I only see answers for convex solutions, so here is mine for non-convex. (It was a little confusing what was the intention.)

Take all edges from your 2D-triangles and group them. If two edges share both endpoints, they are in the same group. All groups, with only one edge, is then a part of the shell.

Finally you can combine the shell-edges to one ring, by joining them together.

Answer 5

• Start with the rightmost point (the point with the biggest x coordinate)
• Get all edges from this point
• Follow the edge with the smallest angle to the positive x-axis, and also add it to the solution set
• From the point reached, follow and add the edge with the smallest angle to the edge you came from
• Repeat until you reach the original point

Answer 6

The alpha shapes technique mentioned in this question handles a general set of points where the vertex connections are not known:

Is there an efficient algorithm to generate a 2D concave hull?

However, since you already know "face" information which can be preserved through the projection, it is probably not the best approach.

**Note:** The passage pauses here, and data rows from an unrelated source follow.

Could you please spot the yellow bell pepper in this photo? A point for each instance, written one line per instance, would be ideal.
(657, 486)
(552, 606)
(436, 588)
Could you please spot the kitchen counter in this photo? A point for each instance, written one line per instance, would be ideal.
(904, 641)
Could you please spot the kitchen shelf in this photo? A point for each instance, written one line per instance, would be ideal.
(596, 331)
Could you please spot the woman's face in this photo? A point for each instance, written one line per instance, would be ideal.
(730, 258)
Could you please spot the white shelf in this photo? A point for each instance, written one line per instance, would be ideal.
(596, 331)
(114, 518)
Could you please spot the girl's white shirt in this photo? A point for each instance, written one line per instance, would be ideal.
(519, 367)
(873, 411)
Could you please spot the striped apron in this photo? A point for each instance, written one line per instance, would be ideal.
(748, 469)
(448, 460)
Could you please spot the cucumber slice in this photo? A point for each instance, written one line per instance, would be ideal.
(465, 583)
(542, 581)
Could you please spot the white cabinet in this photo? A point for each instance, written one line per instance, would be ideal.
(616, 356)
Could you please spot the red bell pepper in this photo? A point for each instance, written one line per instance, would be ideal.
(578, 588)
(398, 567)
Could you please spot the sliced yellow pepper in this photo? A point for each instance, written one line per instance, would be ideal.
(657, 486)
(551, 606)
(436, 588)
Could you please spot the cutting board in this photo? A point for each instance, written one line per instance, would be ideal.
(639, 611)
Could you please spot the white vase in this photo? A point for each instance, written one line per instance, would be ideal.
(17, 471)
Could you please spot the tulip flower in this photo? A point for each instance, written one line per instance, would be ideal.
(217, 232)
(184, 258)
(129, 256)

A brute force algorithm might feasible, especially if spatial sorting structures where used. eg for each facet:

1. Project facet on to the plane
2. Check if projected facet is completely enclosed by existing geometry, if yes: done (no need to expand projected silhouette)
3. If points fall outside the existing geometry, do triangle-triangle intersections to determine which portions fall outside, build an arbitrary n-gon (possibly concave) to fill the missing space, then chop the n-gon in to triangles

Another idea, depending on the fidelity you require, is just shoot a bunch of rays normal from your projection plane to your original geometry. Create a 2d hit/miss and use that to determine your extents.